If you could cast any powers from within the Stormraven it would be a lot cooler, but unfortunately not. At least with the Dreadnought if the 'raven blows up it stands a great chance of surviving with the new Vehicle Damage Chart and the handy exclusion of an AP value in the FAQ'd Stormraven transport capacity. For your convenience,



> If a Zooming Stormraven is wrecked or suffers an Explodes! Result, the embarked Dreadnought suffers a Strength 10 hit on its rear armour; if the Stormraven is Hovering, the hit is Strength 4 instead.


So you never blow up, and on a 6 you're Immobile but still standing. I'm cool with that, how about you?

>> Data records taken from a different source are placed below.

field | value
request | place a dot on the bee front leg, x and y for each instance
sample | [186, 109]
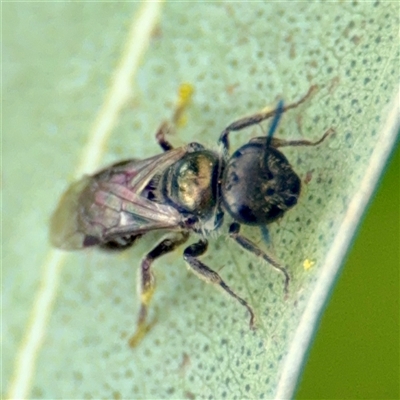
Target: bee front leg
[276, 142]
[248, 245]
[147, 283]
[190, 256]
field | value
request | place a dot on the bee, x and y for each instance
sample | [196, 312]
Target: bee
[184, 190]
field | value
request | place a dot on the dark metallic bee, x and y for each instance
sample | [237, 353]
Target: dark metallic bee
[185, 189]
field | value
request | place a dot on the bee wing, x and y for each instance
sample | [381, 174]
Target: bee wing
[108, 204]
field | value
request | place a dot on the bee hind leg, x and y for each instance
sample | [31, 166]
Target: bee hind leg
[147, 283]
[248, 245]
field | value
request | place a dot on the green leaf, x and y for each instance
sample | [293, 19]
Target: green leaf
[67, 317]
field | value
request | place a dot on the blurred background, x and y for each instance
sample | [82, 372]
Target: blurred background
[355, 354]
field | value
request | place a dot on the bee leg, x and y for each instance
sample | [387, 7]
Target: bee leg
[259, 117]
[190, 256]
[147, 283]
[276, 142]
[253, 248]
[178, 117]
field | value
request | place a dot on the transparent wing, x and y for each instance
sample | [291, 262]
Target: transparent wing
[108, 204]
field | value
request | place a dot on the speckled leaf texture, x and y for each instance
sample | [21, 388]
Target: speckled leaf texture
[67, 316]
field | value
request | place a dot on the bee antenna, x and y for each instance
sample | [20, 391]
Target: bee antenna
[274, 124]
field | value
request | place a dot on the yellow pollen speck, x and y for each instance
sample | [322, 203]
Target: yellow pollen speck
[185, 94]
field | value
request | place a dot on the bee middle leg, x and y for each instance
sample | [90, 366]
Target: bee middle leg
[190, 256]
[259, 117]
[248, 245]
[147, 283]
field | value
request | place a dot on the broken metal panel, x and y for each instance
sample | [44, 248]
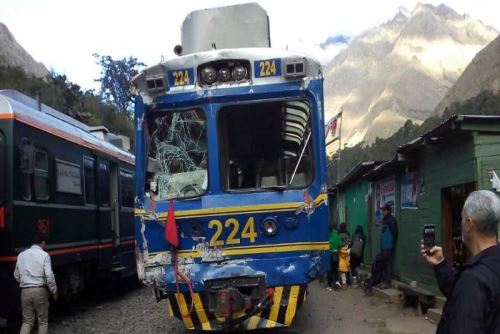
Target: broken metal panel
[225, 28]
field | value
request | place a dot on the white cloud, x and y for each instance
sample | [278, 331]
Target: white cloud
[64, 34]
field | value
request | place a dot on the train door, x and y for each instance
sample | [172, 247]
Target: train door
[115, 211]
[104, 209]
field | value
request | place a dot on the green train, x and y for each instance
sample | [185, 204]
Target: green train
[58, 178]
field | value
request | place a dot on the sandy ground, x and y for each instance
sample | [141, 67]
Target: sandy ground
[346, 311]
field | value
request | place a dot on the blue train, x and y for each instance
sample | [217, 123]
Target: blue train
[230, 194]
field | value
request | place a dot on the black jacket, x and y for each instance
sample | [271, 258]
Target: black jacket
[473, 304]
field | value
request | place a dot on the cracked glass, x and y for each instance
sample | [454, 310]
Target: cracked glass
[177, 164]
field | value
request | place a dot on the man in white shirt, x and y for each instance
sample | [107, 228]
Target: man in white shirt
[34, 274]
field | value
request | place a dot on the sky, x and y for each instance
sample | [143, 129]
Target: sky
[64, 34]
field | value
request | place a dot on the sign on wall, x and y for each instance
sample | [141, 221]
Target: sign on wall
[384, 192]
[409, 190]
[68, 177]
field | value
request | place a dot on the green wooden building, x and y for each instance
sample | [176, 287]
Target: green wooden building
[427, 182]
[352, 201]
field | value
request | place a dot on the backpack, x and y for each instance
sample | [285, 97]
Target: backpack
[357, 246]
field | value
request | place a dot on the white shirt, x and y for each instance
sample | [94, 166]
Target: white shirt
[33, 268]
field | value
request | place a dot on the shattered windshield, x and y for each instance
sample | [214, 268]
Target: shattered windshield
[266, 145]
[177, 163]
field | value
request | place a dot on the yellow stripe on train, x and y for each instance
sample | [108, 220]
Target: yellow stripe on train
[248, 250]
[280, 313]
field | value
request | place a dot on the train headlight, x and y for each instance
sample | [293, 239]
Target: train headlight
[209, 75]
[270, 226]
[224, 74]
[239, 73]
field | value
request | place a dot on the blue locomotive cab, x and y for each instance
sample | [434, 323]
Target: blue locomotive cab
[231, 216]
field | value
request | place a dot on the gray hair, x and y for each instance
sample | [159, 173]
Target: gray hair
[483, 206]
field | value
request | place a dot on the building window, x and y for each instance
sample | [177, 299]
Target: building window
[41, 172]
[127, 188]
[89, 176]
[104, 183]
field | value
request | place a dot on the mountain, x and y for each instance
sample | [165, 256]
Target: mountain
[483, 73]
[13, 54]
[400, 70]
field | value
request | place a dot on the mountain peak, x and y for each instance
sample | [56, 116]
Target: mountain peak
[13, 54]
[401, 69]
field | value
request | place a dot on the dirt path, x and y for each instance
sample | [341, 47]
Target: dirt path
[347, 311]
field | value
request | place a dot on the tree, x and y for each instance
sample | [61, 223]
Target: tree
[115, 81]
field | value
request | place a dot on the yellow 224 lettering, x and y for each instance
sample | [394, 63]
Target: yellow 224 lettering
[267, 68]
[181, 78]
[248, 231]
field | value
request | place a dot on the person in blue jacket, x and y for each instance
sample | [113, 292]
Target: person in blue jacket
[388, 240]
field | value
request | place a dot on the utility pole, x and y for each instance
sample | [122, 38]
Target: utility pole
[340, 143]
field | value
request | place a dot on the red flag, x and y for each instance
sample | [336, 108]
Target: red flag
[171, 234]
[333, 124]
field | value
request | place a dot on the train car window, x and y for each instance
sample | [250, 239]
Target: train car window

As for the Sanguinary Guard, you have to be very particular about where you land them. Placing them well in cover or out of line of sight planning on a nice 12" move into Assault range the following turn is key if you're getting shot up. As for whether to play them over Terminators...well....I own 30 Terminator models (to be fair some are still in shipping), mostly all modeled with hammers and shields. I don't own any Sanguinary Guard, but I do wish that I could perform a Sweeping Advance.


----------



## Sethis (Jun 4, 2009)

elsmiff said:


> they've been shot to buggery as soon as they land. would assault terminators be a more viable option?


If you've got a 2+ save and FnP and you're still getting shot to buggery then you're either landing too close/in line of sight of AP2 weaponry, or you're landing within range of the equivalent of 120 Boltgun shots. In either case, you need to be more careful with their placement when arriving.


----------



## elsmiff (Jan 8, 2012)

well, both times was against guard with a shit load of tanks and heavy wepons teams. the sanguinary guard would basically take up a whole turn of shooting from practically anything in range haha 

must be something about golden, flying terminator equivalents haha


----------



## Sethis (Jun 4, 2009)

But then at least they're eating 1000pts+ of shooting for a turn and savig your other models from it, so that's a viable use for them if you can make sure it counts.


----------



## ntaw (Jul 20, 2012)

Sounds like you play with less scenery than my trench table if the enemy can bring that weight of fire on them the turn they arrive. I actually play subtly different armies when on tables like that if I can.


----------